Find the tension T2 of the box hanging from the rope if 1 = 25°, 2 = 65°, T1 = 60.58 newtons, and W = 143.4 newtons
About 130 N
To find the tension T2 of the box hanging from the rope, we can start by drawing a free-body diagram for the box. In the diagram, denote T1 as the tension in the rope connected to the box at an angle of 25° and T2 as the tension in the rope connected to the box at an angle of 65°. The weight of the box, W, acts vertically downwards.
Now, let's break down the forces acting on the box along the vertical and horizontal directions.

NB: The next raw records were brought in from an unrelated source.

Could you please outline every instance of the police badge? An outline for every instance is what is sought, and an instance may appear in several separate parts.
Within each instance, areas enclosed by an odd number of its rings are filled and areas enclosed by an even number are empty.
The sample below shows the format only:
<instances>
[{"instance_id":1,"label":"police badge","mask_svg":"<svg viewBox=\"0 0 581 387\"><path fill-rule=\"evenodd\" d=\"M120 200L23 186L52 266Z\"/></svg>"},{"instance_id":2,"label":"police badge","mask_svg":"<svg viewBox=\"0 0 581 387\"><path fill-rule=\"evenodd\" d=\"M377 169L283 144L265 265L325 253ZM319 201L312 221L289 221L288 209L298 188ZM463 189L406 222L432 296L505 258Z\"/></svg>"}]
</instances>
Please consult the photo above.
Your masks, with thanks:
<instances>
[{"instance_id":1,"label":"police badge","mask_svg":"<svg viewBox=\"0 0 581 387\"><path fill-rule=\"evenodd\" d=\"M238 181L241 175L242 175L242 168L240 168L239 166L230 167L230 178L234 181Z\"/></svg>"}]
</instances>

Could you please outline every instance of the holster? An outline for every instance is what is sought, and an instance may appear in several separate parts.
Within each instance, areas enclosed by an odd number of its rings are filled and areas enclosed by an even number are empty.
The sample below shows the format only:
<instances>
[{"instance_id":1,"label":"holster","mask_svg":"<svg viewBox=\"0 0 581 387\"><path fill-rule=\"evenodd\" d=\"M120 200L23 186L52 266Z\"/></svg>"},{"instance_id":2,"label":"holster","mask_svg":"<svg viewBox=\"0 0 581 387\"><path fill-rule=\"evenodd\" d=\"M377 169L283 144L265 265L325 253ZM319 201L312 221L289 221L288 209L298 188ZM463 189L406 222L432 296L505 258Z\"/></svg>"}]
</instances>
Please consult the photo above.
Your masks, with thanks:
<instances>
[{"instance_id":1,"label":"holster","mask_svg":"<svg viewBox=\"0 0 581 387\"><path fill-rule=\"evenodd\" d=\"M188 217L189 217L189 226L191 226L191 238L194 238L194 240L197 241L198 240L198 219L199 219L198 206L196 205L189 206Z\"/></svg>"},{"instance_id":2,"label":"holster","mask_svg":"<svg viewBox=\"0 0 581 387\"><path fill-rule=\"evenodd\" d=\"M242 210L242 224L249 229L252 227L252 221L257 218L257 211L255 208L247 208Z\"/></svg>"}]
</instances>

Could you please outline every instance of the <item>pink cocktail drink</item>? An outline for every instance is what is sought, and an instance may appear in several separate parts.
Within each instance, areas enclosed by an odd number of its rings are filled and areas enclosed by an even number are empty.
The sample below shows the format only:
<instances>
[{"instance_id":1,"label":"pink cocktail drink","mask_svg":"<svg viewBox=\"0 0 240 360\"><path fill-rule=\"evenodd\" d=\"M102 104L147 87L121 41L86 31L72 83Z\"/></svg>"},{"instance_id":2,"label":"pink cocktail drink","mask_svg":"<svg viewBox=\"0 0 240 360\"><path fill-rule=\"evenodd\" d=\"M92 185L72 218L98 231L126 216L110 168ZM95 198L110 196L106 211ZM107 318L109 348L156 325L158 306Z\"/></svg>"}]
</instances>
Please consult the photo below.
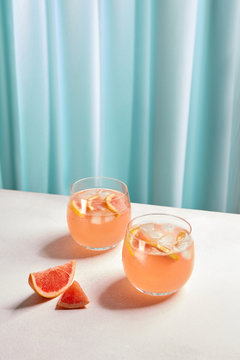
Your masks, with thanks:
<instances>
[{"instance_id":1,"label":"pink cocktail drink","mask_svg":"<svg viewBox=\"0 0 240 360\"><path fill-rule=\"evenodd\" d=\"M129 281L150 295L169 295L189 279L194 264L191 226L164 214L133 219L123 245L123 266Z\"/></svg>"},{"instance_id":2,"label":"pink cocktail drink","mask_svg":"<svg viewBox=\"0 0 240 360\"><path fill-rule=\"evenodd\" d=\"M85 186L91 187L83 189ZM124 183L108 178L88 178L73 184L67 222L73 239L80 245L94 250L117 245L124 238L130 217L130 201Z\"/></svg>"}]
</instances>

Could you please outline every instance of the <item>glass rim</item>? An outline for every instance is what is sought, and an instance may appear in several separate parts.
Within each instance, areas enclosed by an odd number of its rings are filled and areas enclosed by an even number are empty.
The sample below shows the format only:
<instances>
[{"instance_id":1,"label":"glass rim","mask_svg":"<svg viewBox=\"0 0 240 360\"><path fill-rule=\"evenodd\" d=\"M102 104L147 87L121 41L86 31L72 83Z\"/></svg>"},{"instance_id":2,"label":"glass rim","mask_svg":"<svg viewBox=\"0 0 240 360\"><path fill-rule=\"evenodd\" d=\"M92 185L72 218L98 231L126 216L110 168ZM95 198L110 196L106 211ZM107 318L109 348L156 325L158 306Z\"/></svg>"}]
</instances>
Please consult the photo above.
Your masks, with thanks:
<instances>
[{"instance_id":1,"label":"glass rim","mask_svg":"<svg viewBox=\"0 0 240 360\"><path fill-rule=\"evenodd\" d=\"M189 235L191 235L192 233L192 225L184 218L182 218L181 216L178 216L178 215L173 215L173 214L167 214L167 213L148 213L148 214L143 214L143 215L138 215L134 218L132 218L129 222L128 222L128 225L127 225L127 233L128 235L131 235L131 232L130 232L130 226L132 224L133 221L137 220L137 219L140 219L140 218L144 218L144 217L147 217L147 216L169 216L169 217L173 217L175 219L178 219L178 220L181 220L183 221L185 224L187 224L189 226L189 229L190 231L188 231Z\"/></svg>"},{"instance_id":2,"label":"glass rim","mask_svg":"<svg viewBox=\"0 0 240 360\"><path fill-rule=\"evenodd\" d=\"M74 181L70 187L70 195L74 195L76 194L78 191L73 191L73 187L74 185L76 185L77 183L81 183L83 181L87 181L87 180L94 180L94 179L99 179L99 180L110 180L110 181L114 181L118 184L121 184L123 186L123 189L124 189L124 192L120 191L123 195L119 196L118 198L121 198L122 196L129 196L128 194L128 187L127 187L127 184L125 184L123 181L121 180L118 180L118 179L115 179L115 178L111 178L111 177L107 177L107 176L89 176L89 177L86 177L86 178L81 178L81 179L78 179L76 181ZM90 189L90 188L89 188ZM93 188L94 189L94 188ZM97 189L97 188L96 188ZM84 190L84 189L82 189ZM82 191L80 190L80 191ZM87 190L87 188L85 189ZM115 190L115 189L110 189L110 190ZM118 190L116 190L118 191Z\"/></svg>"}]
</instances>

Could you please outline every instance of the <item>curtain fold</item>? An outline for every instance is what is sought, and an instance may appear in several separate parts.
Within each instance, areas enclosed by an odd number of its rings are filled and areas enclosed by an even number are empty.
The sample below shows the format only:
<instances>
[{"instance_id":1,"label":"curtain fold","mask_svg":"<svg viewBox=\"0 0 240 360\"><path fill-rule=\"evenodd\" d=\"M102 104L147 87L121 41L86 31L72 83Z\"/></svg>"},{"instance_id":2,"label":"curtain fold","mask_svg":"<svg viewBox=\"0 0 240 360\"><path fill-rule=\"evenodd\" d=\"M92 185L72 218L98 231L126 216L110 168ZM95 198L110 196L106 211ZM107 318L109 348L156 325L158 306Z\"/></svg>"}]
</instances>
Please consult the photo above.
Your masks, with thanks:
<instances>
[{"instance_id":1,"label":"curtain fold","mask_svg":"<svg viewBox=\"0 0 240 360\"><path fill-rule=\"evenodd\" d=\"M0 187L240 213L238 0L0 0Z\"/></svg>"}]
</instances>

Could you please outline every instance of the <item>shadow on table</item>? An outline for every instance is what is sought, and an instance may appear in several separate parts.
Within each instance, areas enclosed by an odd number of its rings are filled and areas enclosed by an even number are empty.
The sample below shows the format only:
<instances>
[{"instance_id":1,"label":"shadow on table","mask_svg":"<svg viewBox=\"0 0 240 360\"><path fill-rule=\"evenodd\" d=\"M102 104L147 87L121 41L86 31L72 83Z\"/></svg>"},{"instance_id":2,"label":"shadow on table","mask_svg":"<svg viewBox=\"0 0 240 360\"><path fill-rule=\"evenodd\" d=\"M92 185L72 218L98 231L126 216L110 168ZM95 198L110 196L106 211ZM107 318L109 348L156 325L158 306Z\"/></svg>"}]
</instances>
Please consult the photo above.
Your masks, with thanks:
<instances>
[{"instance_id":1,"label":"shadow on table","mask_svg":"<svg viewBox=\"0 0 240 360\"><path fill-rule=\"evenodd\" d=\"M112 283L99 297L101 306L112 310L136 309L171 301L177 294L168 296L151 296L143 294L126 277Z\"/></svg>"},{"instance_id":2,"label":"shadow on table","mask_svg":"<svg viewBox=\"0 0 240 360\"><path fill-rule=\"evenodd\" d=\"M51 299L43 298L42 296L38 294L32 294L28 296L25 300L23 300L21 303L19 303L17 306L13 308L13 310L20 310L31 306L36 306L42 303L45 303Z\"/></svg>"},{"instance_id":3,"label":"shadow on table","mask_svg":"<svg viewBox=\"0 0 240 360\"><path fill-rule=\"evenodd\" d=\"M78 245L70 235L65 235L45 245L40 250L39 255L54 259L81 259L101 255L107 251L112 250L95 251L86 249Z\"/></svg>"}]
</instances>

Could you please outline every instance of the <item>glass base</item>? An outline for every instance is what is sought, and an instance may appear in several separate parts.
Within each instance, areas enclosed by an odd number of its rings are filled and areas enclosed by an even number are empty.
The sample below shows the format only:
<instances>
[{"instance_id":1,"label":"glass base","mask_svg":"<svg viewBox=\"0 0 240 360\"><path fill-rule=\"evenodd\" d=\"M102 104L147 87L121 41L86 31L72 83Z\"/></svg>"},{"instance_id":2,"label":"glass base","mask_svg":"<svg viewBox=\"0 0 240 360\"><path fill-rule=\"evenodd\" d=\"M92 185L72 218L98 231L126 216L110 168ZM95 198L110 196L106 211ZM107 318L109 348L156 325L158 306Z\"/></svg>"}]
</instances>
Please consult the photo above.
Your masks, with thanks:
<instances>
[{"instance_id":1,"label":"glass base","mask_svg":"<svg viewBox=\"0 0 240 360\"><path fill-rule=\"evenodd\" d=\"M145 290L142 290L140 288L138 288L137 286L134 285L134 287L141 291L143 294L147 294L147 295L152 295L152 296L169 296L169 295L172 295L174 294L175 292L177 292L178 290L173 290L173 291L170 291L170 292L165 292L165 293L158 293L158 292L151 292L151 291L145 291Z\"/></svg>"},{"instance_id":2,"label":"glass base","mask_svg":"<svg viewBox=\"0 0 240 360\"><path fill-rule=\"evenodd\" d=\"M114 245L111 245L111 246L107 246L107 247L104 247L104 248L96 248L96 247L91 247L91 246L86 246L86 245L83 245L83 244L80 244L78 243L79 245L85 247L86 249L89 249L89 250L94 250L94 251L104 251L104 250L110 250L112 248L114 248L115 246L117 246L119 243L117 244L114 244Z\"/></svg>"}]
</instances>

In the vertical direction:
- T1 * sin(25°) - T2 * sin(65°) - W = 0
This equation represents the equilibrium condition in the vertical direction. The vertical components of T1 and T2 must balance the weight of the box for it to remain stationary.
In the horizontal direction:
- T1 * cos(25°) + T2 * cos(65°) = 0
This equation represents the equilibrium condition in the horizontal direction. The horizontal components of T1 and T2 must cancel each other out for there to be no net horizontal force.
Now, we can solve these equations to find the values of T1 and T2:
From the vertical direction equation:
T1 * sin(25°) - T2 * sin(65°) - W = 0
Substituting the given values:
T1 * (sin(25°)) - T2 * (sin(65°)) - W = 0
(60.58 N) * (sin(25°)) - T2 * (sin(65°)) - (143.4 N) = 0
From the horizontal direction equation:
T1 * cos(25°) + T2 * cos(65°) = 0
Substituting the given values:
T1 * (cos(25°)) + T2 * (cos(65°)) = 0
(60.58 N) * (cos(25°)) + T2 * (cos(65°)) = 0
Now, you can solve these two equations simultaneously to find the value of T2.